CNBC has learned that BlackRock Chairman and Chief Executive Laurence D. Fink met with Merrill Lynch co-president Gregory Fleming on Friday, in the midst of widespread speculation that current Merrill Chief Executive Stanley O'Neal will be gone from the firm this weekend.
News of the reported meeting came after O'Neal told associates that he's likely to be ousted as CEO in the coming days as the big brokerage firm's financial problems mount.
This week, Merrill announced a massive loss resulting from a write down of $8.4 billion of bad bonds and other securities held on its books. Merrill is likely to announce another writedown in the fourth quarter as well.
Word of O'Neal's looming ouster immediately boosted Merrill's shares after they fell following the earnings report.
It was O'Neal's strategy of increasing the firm's risk profile in the credit markets that led to big profits in recent years, but it is this same strategy that is behind the big losses that the firm is experiencing.
The huge writedown came after Merrill previously announced that it would write down $5 billion of losses; the massive increase caught investors and Merrill Lynch board members by surprise.
The final straw for O'Neal came after a report that he met with the CEO of Wachovia Bank for a possible merger that was seen as a desperation move by board members already angered by the huge writedowns, people close to the matter say.
Wachovia has a huge brokerage salesforce of its own, and the move was seen as a slap in the face to Merrill's own salesforce, the largest on Wall Street, which would have had to merge with a lesser known rival.

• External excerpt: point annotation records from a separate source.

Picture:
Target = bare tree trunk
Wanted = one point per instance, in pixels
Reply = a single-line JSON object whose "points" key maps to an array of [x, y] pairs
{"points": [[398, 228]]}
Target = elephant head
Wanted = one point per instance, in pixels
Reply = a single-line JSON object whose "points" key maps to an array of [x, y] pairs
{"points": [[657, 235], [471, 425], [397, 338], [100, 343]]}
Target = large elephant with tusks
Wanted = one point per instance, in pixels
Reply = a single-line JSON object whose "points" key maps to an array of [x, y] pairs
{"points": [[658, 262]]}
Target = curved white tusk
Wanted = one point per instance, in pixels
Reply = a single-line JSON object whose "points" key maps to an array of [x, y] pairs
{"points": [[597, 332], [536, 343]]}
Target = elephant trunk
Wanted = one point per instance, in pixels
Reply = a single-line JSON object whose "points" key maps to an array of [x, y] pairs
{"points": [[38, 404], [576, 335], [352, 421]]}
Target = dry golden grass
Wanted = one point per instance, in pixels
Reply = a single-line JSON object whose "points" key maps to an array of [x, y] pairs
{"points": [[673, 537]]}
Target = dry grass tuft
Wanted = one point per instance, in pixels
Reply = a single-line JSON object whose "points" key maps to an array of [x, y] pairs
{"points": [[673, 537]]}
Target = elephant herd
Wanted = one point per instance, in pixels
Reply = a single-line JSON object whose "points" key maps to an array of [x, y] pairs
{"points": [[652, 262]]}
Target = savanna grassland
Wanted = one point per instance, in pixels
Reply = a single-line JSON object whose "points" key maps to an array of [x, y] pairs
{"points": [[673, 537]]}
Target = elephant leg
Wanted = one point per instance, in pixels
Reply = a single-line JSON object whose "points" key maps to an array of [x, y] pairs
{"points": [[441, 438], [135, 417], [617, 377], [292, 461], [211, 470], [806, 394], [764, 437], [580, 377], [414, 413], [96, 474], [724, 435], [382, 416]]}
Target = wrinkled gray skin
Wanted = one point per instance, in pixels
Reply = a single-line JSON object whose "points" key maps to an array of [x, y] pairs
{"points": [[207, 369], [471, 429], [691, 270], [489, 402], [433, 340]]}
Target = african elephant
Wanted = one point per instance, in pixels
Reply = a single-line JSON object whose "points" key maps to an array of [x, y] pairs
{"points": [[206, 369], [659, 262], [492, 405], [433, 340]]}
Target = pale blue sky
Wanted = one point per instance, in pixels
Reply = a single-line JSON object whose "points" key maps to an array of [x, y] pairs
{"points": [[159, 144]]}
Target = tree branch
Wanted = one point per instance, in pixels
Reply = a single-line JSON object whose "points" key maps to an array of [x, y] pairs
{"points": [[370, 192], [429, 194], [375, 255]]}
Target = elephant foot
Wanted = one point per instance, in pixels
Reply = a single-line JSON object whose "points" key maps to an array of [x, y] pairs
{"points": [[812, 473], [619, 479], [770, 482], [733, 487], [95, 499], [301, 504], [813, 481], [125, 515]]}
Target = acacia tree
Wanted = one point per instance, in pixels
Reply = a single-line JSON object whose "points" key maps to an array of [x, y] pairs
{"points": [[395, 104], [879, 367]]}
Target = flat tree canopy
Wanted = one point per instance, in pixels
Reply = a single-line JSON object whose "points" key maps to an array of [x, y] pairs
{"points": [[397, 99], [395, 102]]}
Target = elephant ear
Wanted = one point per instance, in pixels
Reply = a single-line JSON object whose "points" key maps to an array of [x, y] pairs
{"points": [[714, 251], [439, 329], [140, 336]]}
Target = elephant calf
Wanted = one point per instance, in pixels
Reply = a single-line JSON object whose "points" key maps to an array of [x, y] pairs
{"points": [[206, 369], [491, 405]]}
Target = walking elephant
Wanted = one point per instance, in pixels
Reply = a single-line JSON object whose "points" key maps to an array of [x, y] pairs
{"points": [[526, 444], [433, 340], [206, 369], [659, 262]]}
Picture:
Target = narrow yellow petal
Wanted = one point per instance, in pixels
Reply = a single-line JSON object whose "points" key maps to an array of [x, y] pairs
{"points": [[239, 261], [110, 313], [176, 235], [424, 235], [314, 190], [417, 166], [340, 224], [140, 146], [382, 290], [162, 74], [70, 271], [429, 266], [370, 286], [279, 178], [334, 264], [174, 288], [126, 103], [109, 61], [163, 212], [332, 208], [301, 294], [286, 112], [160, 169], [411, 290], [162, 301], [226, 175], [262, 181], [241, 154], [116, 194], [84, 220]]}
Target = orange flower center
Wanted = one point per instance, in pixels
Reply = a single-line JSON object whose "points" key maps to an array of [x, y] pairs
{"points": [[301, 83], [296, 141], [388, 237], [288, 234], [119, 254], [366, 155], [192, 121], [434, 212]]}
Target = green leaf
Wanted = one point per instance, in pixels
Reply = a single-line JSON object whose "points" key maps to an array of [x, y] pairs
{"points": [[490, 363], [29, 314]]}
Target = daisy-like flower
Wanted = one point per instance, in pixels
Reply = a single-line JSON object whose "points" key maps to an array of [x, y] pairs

Three Emerge as Possible Successors
Among those considered to replace O'Neal are BlackRock Chief Executive Larry Fink, NYSE Euronext CEO John Thain and Merrill senior executive Robert McCann, according to people familiar with the situation.
A spokeswoman for BlackRock, an asset manager in which Merrill holds a large stake, declined to comment, saying the company does not comment on market speculation and rumors. NYSE spokesmen were not immediately available to comment.
Fink's candidacy has gathered steam because he is considered one of the top U.S. bond managers. He also is seen as someone who can remedy Merrill Lynch's fixed-income problems after the company wrote down $8.4 billion, mostly because of bad bets on subprime loans and collateralized debt obligations.
Thain has a blue-chip Wall Street resume, with credentials sharpened by running NYSE and his time as a former co-president at Goldman Sachs .
McCann oversees Merrill's more than 16,000 brokers and as president of its global private client service, runs a business that has been insulated from the credit-loss turmoil that weakened O'Neal's grip on the company.
Merrill shares are down 31 percent this year. At a company-wide meeting Wednesday, some Merrill employees told O'Neal that they were worried that the company's credit woes would hurt their pay and jeopardize their jobs.
Merrill employees, on average, are on track to be the worst paid on Wall Street this year, according to top investment banks' results for the first three quarters.
"A whole bunch of people are working hard to get him fired at the moment," said Dick Bove, an analyst at Punk Ziegel & Co. "I think that's clear. Whether they are going to be successful in that is really hard to say."